The Pens continued to pour it on in the second frame. Teddy Blueger struck for the first of two goals on the night, ripping home a short feed from Zach Aston-Reese on a jail-break rush at 13:49 to run the score to 4-0. Less than three minutes later the “Grind Line” struck again on a marvelous redirect by Brock McGinn, his second tip-in goal of the season. Perhaps something for the coaching staff to keep in mind as they search for power-play options.
Blueger capped the scoring blitz with 11 seconds left in the contest on a breakaway, victimizing Habs relief netminder Sam Montembeault with an absolutely filthy bit of shake and bake.
For one night anyway, our guys looked like world-beaters, although I need to caution that most of our goals came on wide-open looks.
Let’s see if it lasts.
Puckpourri
The black and gold ruled virtually every statistical category, including shot attempts (67-50), shots on goal (43-24) and faceoffs (55 percent). We’re seventh in the league in 5v5 Shot Attempts Percentage (52.8).
With a combined six points, plus-10 and 60.71 Corsi, the Blueger line was dominant. So was the Heinen-Evan Rodrigues–Dominik Simon trio (78.95 Corsi). However, Sid’s line was underwater (43.48) and Jeff Carter’s unit with Jason Zucker and Kasperi Kapanen positively cratered (29.17).
Tristan Jarry stopped all 24 shots he faced to earn his eighth career shutout, but did not earn a game star. Those honors went to Blueger (1st), Guentzel (2nd) and Montreal native Kris Letang (3rd), who registered an assist and a plus-three.
Eleven different Pens recorded points. Blueger paced the attack with a three-point effort (2+1), followed by Guentzel (1+1), John Marino, Aston-Reese and Rust with two points apiece.

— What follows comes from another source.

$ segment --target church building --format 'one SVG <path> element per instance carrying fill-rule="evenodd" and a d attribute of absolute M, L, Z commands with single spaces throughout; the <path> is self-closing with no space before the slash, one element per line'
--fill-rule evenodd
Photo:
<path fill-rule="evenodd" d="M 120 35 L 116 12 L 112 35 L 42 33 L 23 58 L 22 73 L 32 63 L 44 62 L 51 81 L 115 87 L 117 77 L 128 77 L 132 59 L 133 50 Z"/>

The Canadiens played without seven regulars, including captain Shea Weber and goalies Carey Price and Jake Allen.
The Pens are 3-1-2 under Todd Reirden and 3-5-2 with Mike Sullivan behind the bench for a combined record of 6-6-4. After 16 games last season we were 9-6-1 and just beginning to turn the corner following a sluggish start. We went on to win the division.
The locals are presently in seventh place in the Metro, seven points out of a guaranteed playoff berth and two points from a wild card spot. Up next, the streaking Maple Leafs, winners of five games in a row and 10 of their last 11.